369 candidates in AJK poll fray: Campaign focus on reconstruction
By Tariq Naqash
MUZAFFARABAD, July 8: Kashmiris living in the Azad Jammu and Kashmir and Pakistan will elect their representatives for the next five years in polls being held on Tuesday while key concerns of voters and candidates remain focussed on reconstruction and rehabilitation.
With only two days left, candidates have geared up their campaign through door-to-door contacts and corner meetings as big public meetings and rallies and display of banners, posters and hoardings has been banned by the election commission to keep election-related expenses within a limit.
However, most of the 369 candidates have circumvented the ban by advertising in the vernacular press, which appear daily with messages to woo the voters.
As the northern AJK districts were badly hit by the quake last year, candidates there have centred their campaign on issues like rehabilitation and reconstruction.
“For me, the rehabilitation of earthquake survivors is a major issue and I have focussed my campaign on it,” said Khawaja Farooq Ahmed, a candidate from the opposition People’s Muslim League.
Mr Ahmed, who lost his father and a nephew and his house in the quake, said voters in his constituency were sensitive about these issues.
“My constituency suffered the worst but ironically it has received the least from either the government or the NGOs. Their plight has gone unnoticed. My aim is to get them their due share,” he said.
A local resident, Maqbool Ahmed, said his priority was to vote for a candidate who he thought could mitigate the sufferings of quake survivors, especially homeless ones.
Most voters, who were weary of the process, also appeared to have developed interest in it.

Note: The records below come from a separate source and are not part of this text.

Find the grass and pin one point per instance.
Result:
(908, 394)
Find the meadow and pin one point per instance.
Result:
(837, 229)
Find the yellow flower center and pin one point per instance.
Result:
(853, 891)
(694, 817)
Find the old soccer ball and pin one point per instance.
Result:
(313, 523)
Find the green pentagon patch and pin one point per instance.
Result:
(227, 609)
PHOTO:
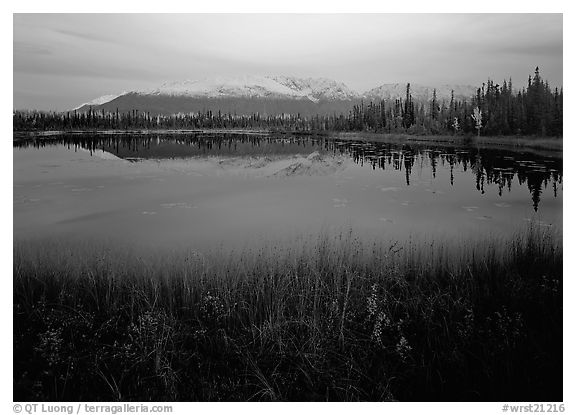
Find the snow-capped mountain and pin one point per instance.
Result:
(267, 95)
(420, 92)
(99, 101)
(318, 88)
(238, 87)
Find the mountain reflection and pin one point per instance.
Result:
(491, 167)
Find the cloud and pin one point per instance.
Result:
(86, 36)
(29, 48)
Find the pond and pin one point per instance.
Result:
(239, 190)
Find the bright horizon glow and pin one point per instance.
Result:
(63, 60)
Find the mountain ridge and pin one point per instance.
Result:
(263, 94)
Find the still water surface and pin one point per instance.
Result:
(238, 190)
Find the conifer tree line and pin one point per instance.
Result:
(495, 109)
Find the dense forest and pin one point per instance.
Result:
(496, 109)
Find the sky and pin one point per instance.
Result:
(63, 60)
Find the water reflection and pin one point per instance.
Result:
(491, 167)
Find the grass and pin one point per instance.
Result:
(332, 319)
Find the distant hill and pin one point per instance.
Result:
(261, 94)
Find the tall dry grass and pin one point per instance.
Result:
(332, 318)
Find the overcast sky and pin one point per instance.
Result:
(63, 60)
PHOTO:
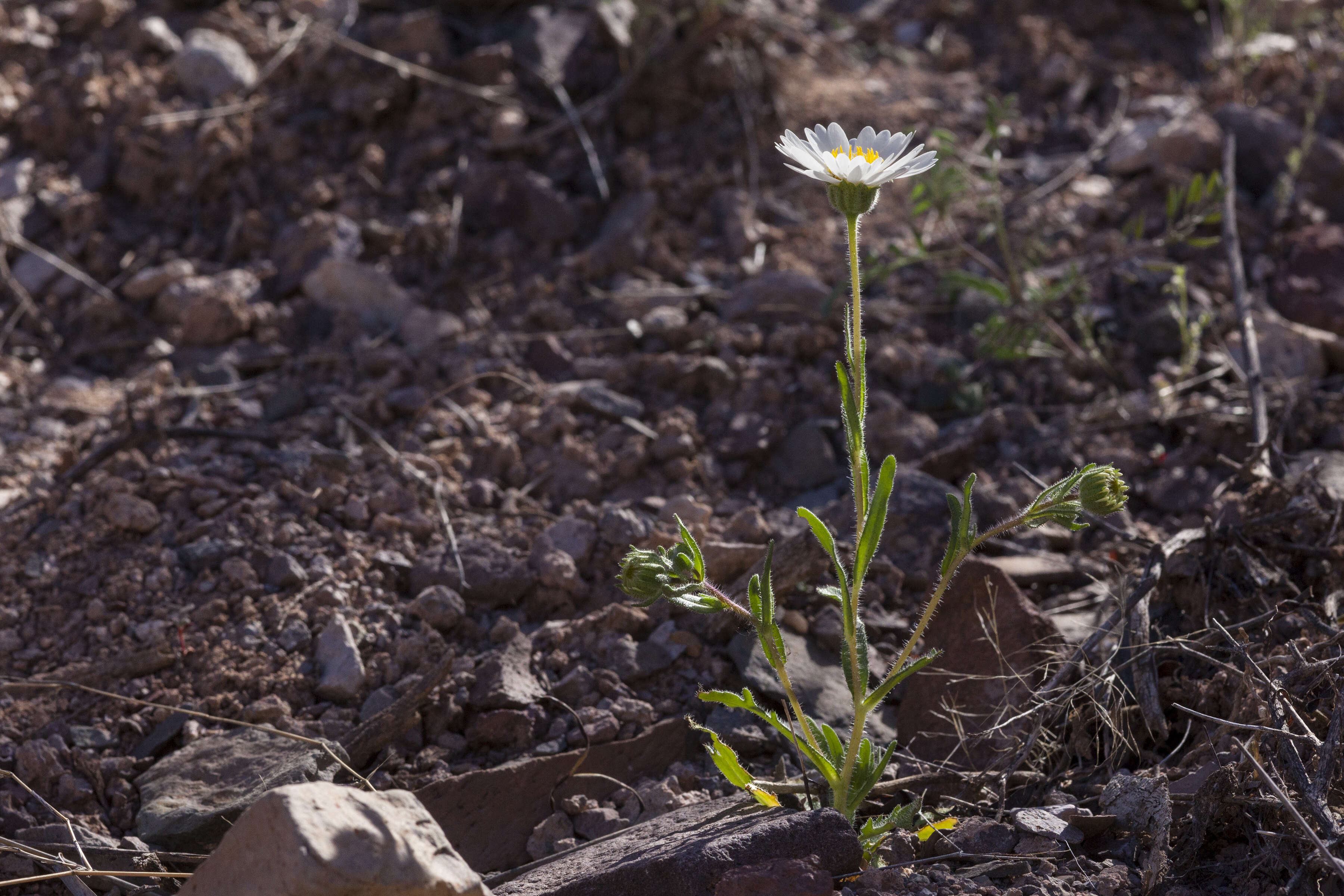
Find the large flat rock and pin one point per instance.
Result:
(994, 641)
(322, 840)
(490, 815)
(689, 851)
(190, 799)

But there was a possibility that many voters who had left Muzaffarabad after the quake may abstain from voting for different reasons, including lack of transport, although the candidates were working hard to convince them to cast their votes.

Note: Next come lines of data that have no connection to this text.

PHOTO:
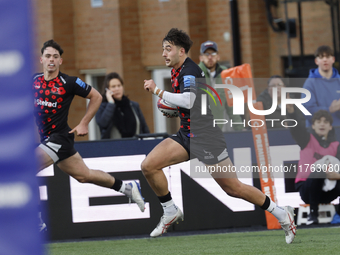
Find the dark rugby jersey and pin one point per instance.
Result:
(52, 100)
(188, 78)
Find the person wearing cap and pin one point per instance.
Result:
(212, 70)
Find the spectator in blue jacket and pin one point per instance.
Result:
(324, 85)
(118, 116)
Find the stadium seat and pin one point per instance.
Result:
(326, 213)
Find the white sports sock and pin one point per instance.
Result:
(277, 211)
(169, 208)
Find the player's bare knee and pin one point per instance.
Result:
(147, 167)
(81, 179)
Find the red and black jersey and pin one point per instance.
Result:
(52, 100)
(188, 78)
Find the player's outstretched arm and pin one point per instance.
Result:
(95, 100)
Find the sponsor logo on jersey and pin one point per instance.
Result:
(45, 103)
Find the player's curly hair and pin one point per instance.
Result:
(54, 45)
(178, 38)
(322, 113)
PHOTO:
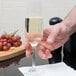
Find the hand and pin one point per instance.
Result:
(53, 37)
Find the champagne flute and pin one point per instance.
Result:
(33, 35)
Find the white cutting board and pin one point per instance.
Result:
(58, 69)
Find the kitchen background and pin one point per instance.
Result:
(14, 12)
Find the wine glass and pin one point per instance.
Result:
(34, 36)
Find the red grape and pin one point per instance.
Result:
(4, 43)
(19, 43)
(18, 37)
(9, 45)
(14, 38)
(5, 48)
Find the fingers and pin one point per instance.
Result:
(44, 53)
(29, 49)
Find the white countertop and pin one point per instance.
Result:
(58, 69)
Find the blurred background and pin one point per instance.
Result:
(14, 12)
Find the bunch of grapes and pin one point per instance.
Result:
(9, 40)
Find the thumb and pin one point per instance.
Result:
(52, 37)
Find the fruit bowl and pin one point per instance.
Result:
(10, 45)
(12, 52)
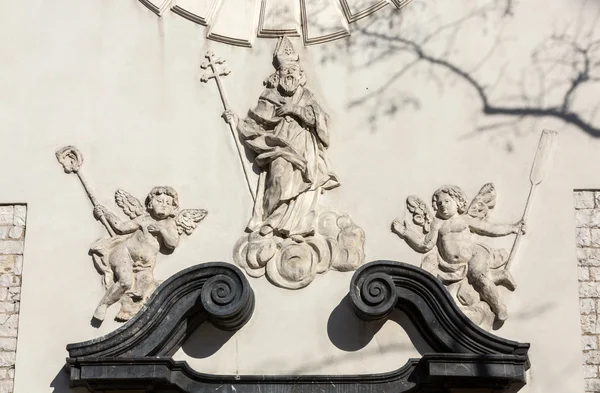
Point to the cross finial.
(212, 65)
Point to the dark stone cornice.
(379, 287)
(218, 292)
(138, 355)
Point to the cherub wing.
(130, 204)
(187, 220)
(484, 201)
(422, 215)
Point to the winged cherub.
(127, 260)
(459, 256)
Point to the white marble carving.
(126, 258)
(468, 266)
(291, 237)
(237, 22)
(471, 269)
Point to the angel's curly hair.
(455, 193)
(162, 190)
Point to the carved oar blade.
(542, 156)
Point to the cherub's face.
(161, 206)
(446, 206)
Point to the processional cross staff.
(216, 73)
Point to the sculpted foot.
(100, 312)
(506, 279)
(502, 313)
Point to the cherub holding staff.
(127, 258)
(458, 259)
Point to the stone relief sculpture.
(444, 235)
(470, 269)
(291, 237)
(318, 21)
(126, 259)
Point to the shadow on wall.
(423, 41)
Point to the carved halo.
(315, 20)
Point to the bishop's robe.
(291, 154)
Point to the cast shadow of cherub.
(470, 269)
(126, 261)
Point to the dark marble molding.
(137, 356)
(218, 292)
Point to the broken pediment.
(138, 355)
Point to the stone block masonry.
(12, 243)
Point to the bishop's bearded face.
(289, 79)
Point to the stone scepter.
(216, 74)
(71, 160)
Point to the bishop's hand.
(286, 109)
(229, 117)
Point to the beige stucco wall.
(122, 85)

The AJK Legislative Assembly has 41 seats, 29 of which fall in the AJK territory, and 12 in Pakistan and represented by refugees from Valley and Jammu regions of occupied Kashmir. However, a relevant law allows Pakistan-based AJK nationals to contest from six seats reserved for Jammu migrants.
According to AJK Election Commission, the number of registered voters is 2,419,598, of them 1,286,060 are men and 1,133,538 women. They included 580,068 voters settled in Pakistan.
An EC official said a total of 369 candidates were contesting the polls, with 197 holding party tickets while 172 of them were independent.
Major political parties included the ruling Muslim Conference headed by Sardar Attique Ahmed Khan, People’s Party headed by Sahibzada Ishaq Zaffar and People’s Muslim League headed by Barrister Sultan Mahmood Chaudhry.
The MMA and the MQM and some small parties have also fielded their candidates. However, pro-independence groups, such as the JKLF, are out of the fray. Officials said necessary arrangements had been made to ensure that the polling was held in a ‘free, fair and peaceful’ atmosphere.
The EC has established 3,746 polling stations in Azad Kashmir. Of them 452 haved been designated ‘very sensitive’ and 860 ‘sensitive’, Mr Hasan said.
In Pakistan, 1,112 polling stations have been set up, but it was not clear if the army would also be deployed to maintain law and order situation there.
Our reporter adds from Islamabad: Over 8,000 troops have been positioned in the AJK to assist the civil Administration for maintenance of law and order situation in sensitive and far flung areas during the elections.
According to ISPR, the troops would remain on-call and employed if the situation demanded.